Re: futex_cmpxchg_enabled breakage

From: Thomas Gleixner
Date: Sat Sep 15 2018 - 11:34:31 EST


On Thu, 30 Aug 2018, Rich Felker wrote:
> On Thu, Aug 30, 2018 at 11:19:58AM +0200, Thomas Gleixner wrote:
> > On Wed, 29 Aug 2018, Rich Felker wrote:
> >
> > > I just spent a number of hours helping someone track down a bug that
> > > looks like it's some kind of futex_cmpxchg_enabled detection error on
> > > powerpc64 (still not sure of the root cause; set_robust_list producing
> > > -ENOSYS), and a while back I hit the same problem on sh2 due to lack
> > > of EFAULT on nommu, leading to commit 72cc564f16ca. I think the test
> > > (introduced way back in commit a0c1e9073ef7) is fundamentally buggy;
> > > if anything, it should be checking for !=-ENOSYS, not ==-EFAULT.
> >
> > Errm? This does a futex_cmpxchg() on NULL which has to return EFAULT if
> > it's available. There is nothing fundamentally buggy about it at all.
>
> I'll let you know when if/when we finish figuring out how this
> happened on powerpc64, but it's an arch that most certainly has a
> working cmpxchg where these syscalls ended up returning -ENOSYS. This
> is an error condition that should not be able to happen. At the very
> very least all the archs that actually have a working cmpxchg
> unconditionally should be updated with:
>
> select HAVE_FUTEX_CMPXCHG if FUTEX
>
> so that whatever caused this for powerpc64 doesn't happen again.

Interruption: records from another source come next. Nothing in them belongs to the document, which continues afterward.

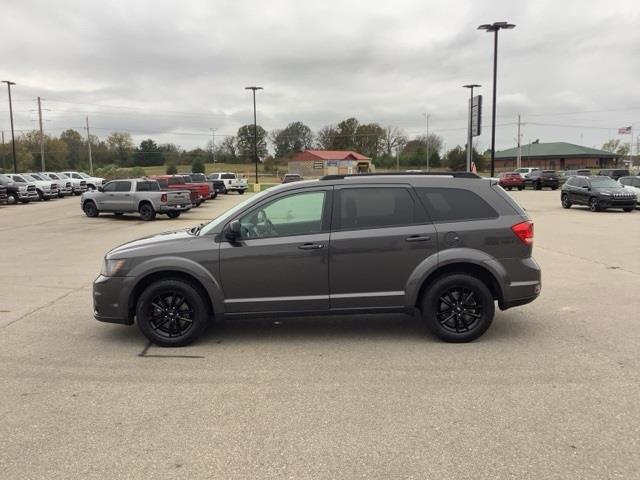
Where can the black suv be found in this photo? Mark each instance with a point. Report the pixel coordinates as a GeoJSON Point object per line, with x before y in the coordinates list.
{"type": "Point", "coordinates": [543, 178]}
{"type": "Point", "coordinates": [447, 246]}
{"type": "Point", "coordinates": [614, 173]}
{"type": "Point", "coordinates": [598, 193]}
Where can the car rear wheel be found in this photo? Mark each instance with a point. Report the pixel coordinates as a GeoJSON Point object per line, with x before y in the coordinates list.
{"type": "Point", "coordinates": [171, 313]}
{"type": "Point", "coordinates": [147, 213]}
{"type": "Point", "coordinates": [458, 308]}
{"type": "Point", "coordinates": [90, 209]}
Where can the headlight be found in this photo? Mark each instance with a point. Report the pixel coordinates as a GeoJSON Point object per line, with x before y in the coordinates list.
{"type": "Point", "coordinates": [111, 268]}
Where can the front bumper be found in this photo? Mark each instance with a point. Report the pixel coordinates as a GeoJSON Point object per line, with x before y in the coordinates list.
{"type": "Point", "coordinates": [111, 300]}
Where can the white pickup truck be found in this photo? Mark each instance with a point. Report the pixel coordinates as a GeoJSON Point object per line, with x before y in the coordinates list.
{"type": "Point", "coordinates": [231, 182]}
{"type": "Point", "coordinates": [135, 195]}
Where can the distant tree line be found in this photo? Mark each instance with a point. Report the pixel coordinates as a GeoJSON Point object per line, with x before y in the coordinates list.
{"type": "Point", "coordinates": [388, 147]}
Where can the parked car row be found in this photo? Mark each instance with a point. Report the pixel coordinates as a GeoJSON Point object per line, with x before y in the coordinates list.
{"type": "Point", "coordinates": [43, 186]}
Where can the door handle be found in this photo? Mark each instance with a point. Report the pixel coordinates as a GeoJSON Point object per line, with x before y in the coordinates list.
{"type": "Point", "coordinates": [418, 238]}
{"type": "Point", "coordinates": [311, 246]}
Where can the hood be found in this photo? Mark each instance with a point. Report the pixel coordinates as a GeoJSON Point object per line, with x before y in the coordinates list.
{"type": "Point", "coordinates": [126, 249]}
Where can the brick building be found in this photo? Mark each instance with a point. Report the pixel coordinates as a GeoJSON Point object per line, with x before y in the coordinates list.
{"type": "Point", "coordinates": [555, 156]}
{"type": "Point", "coordinates": [316, 163]}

By doing that you paper over a non functional fixup which could cause other
really hard to decode runtime failures. If that fails there is a bug
somewhere else and that runtime check is not to blame at all for it.

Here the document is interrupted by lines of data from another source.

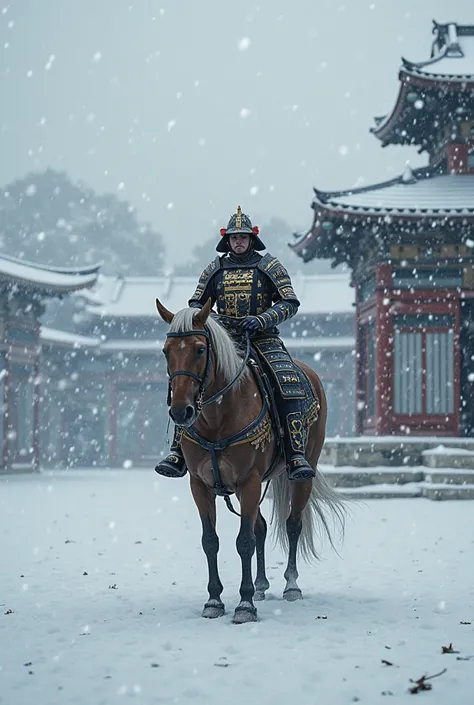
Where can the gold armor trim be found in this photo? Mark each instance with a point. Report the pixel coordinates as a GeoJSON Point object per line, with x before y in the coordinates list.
{"type": "Point", "coordinates": [204, 279]}
{"type": "Point", "coordinates": [238, 220]}
{"type": "Point", "coordinates": [240, 291]}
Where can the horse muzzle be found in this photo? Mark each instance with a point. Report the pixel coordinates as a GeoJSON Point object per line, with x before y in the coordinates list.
{"type": "Point", "coordinates": [183, 415]}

> > > Presumably it could also fail to produce -EFAULT if mmap_min_addr is 0
> > > and page 0 is mapped (a bad idea, but maybe someone does it...). And
> > > of course other nommu archs are possibly still broken.
> >
> > If NULL is mapped in the kernel then a lot of other things are broken. The
> > futex thing is then the least of your worries.
>
> For nommu NULL is always "mapped".

Cool, so you can have a NULL pointer dereference without noticing it.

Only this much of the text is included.